OFD Düsseldorf, Verfügung v. 23.5.2000, S 2332 - 64 - St 221 - K
Die steuerliche Behandlung der Provisionszahlungen von Bausparkassen und Versicherungen an Arbeitnehmer von Kreditinstituten ist in Abschnitt 71 Abs. 2 LStR 1990 geregelt. Dabei ist folgendes zu beachten:
1. Bei Arbeitnehmern mit direktem Kundenkontakt (z.B. hauptberufliche Kreditsachbearbeiter, Anlageberater, Kundenberater im Schalterdienst) sind sämtliche Provisionszahlungen steuerpflichtiger Arbeitslohn. Bei diesen Arbeitnehmern wird somit nicht danach unterschieden, ob sie die Vertragsabschlüsse während der Arbeitszeit oder in der Freizeit vermittelt haben und ob die Provisionen für Verträge mit Fremden, für Abschlüsse im Verwandtenbereich oder für eigene Verträge gezahlt werden.

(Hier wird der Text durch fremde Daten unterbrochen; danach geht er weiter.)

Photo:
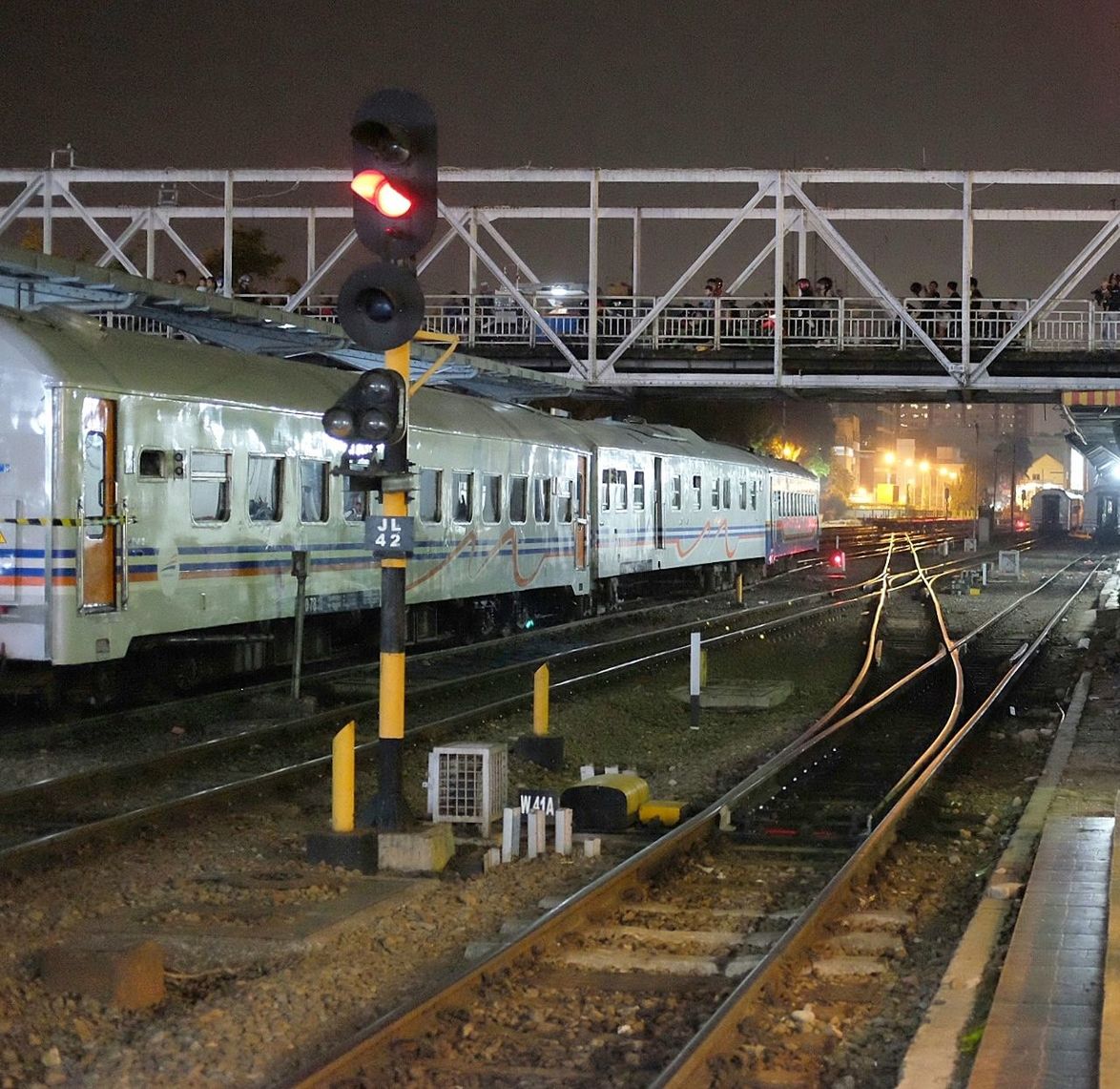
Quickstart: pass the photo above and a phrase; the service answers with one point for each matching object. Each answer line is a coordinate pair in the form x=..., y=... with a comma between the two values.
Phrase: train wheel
x=612, y=600
x=581, y=606
x=186, y=674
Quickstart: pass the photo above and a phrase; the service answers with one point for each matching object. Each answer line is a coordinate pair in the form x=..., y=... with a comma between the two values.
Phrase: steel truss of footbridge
x=500, y=225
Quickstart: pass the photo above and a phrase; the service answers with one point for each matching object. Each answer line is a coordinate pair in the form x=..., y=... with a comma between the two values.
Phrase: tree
x=251, y=256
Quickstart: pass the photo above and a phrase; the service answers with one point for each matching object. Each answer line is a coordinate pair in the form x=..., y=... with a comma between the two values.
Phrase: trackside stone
x=117, y=972
x=426, y=850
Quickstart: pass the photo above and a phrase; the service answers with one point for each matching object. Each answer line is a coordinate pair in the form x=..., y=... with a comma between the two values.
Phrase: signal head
x=381, y=306
x=339, y=423
x=396, y=173
x=373, y=410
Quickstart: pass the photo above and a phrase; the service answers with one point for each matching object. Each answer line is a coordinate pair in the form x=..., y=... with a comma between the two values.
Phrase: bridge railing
x=693, y=324
x=829, y=323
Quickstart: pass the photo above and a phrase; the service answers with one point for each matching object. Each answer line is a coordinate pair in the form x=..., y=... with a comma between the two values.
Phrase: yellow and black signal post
x=381, y=307
x=388, y=805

2. Bei Arbeitnehmern ohne direkten Kundenkontakt handelt es sich bei den Provisionen für Vertragsabschlüsse während der Arbeitszeit mit Ausnahme der Provisionen für eigene Verträge um steuerpflichtigen Arbeitslohn. Provisionszahlungen für in der Freizeit abgeschlossene Verträge sind bei diesen Arbeitnehmern dagegen keine Einkünfte aus nichtselbständiger Arbeit.
3. Ist bei Vertragsabschlüssen und Eigenversicherungen durch Arbeitnehmer des Kreditinstitutes nach den schriftlichen Vereinbarungen der Bausparkasse oder des Versicherungsunternehmens mit dem Kreditinstitut ausschließlich das Kreditinstitut provisionsberechtigt, so handelt es sich bei den von dem Kreditinstitut an die Arbeitnehmer weitergeleiteten Provisionen stets um steuerpflichtigen Arbeitslohn. Es ist unerheblich, ob es sich dabei um Arbeitnehmer mit oder ohne direkten Kundenkontakt handelt oder ob die Verträge während der Arbeitszeit oder in der Freizeit vermittelt worden sind.
4. Findet entsprechend den unter 1. – 3. beschriebenen Tatbeständen die Vermittlungstätigke...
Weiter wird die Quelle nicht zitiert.